There are American schools in the major Spanish cities and indeed American Universities. So they might be able to get into one of those and still follow the US curriculum. To be honest I agree with other posters who say that it isn't the best age for your children to do this, since they'll need to be learning a lot of other things as well as perfecting their Spanish and adapting to a new culture, and also since those schools teach in English, they might not be exposed to that much Spanish anyway.

By the way, I was in Havana a few years ago and many Cubans told me that the Spanish government was giving Spanish citizenship to Cubans who could prove they were of Spanish descent. I'm not sure if this is still the case, but it seemed to be causing quite a stir at the time, even though most Cubans of Spanish descent had no way of proving it.


----------



## 213979 (Apr 11, 2013)

I know the American school in Bilbao is offering IB content. That might be a good choice for your kids. I think the public system would be WAY too much of a shock for them since it's an entirely different way of studying.


----------



## jennieb (Jul 9, 2013)

thanks so much to everyone that replied. It was much helpful. I think I'm leaning towards just spending next summer with them in Spain while theyre off school. They get almost 3 months anyway. I think it would be a better experience at their age and a lot less drastic. Maybe I leave the expat experience for myself when they go to college and I'm on my own.


----------



## jennieb (Jul 9, 2013)

"By the way, I was in Havana a few years ago and many Cubans told me that the Spanish government was giving Spanish citizenship to Cubans who could prove they were of Spanish descent. I'm not sure if this is still the case, but it seemed to be causing quite a stir at the time, even though most Cubans of Spanish descent had no way of proving it."[/QUOTE]

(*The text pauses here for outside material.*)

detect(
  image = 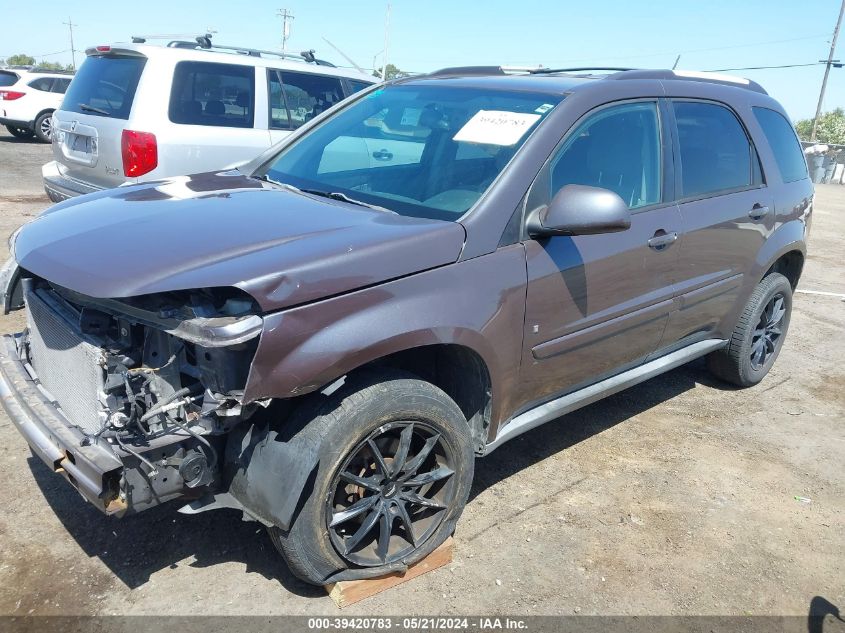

yes, Spain is giving cubans with spanish descent citizenships. I have several relatives who have gotten them. 2 of them (women in their twenties) have immigrated to the US since getting them because now they can finally travel abroad without being scrutinized so they have taken the opportunity to "escape" the country. It has caused a lot of immigration to the US. I don't know how Cuba is allowing it . I bet they are not happy about it.


----------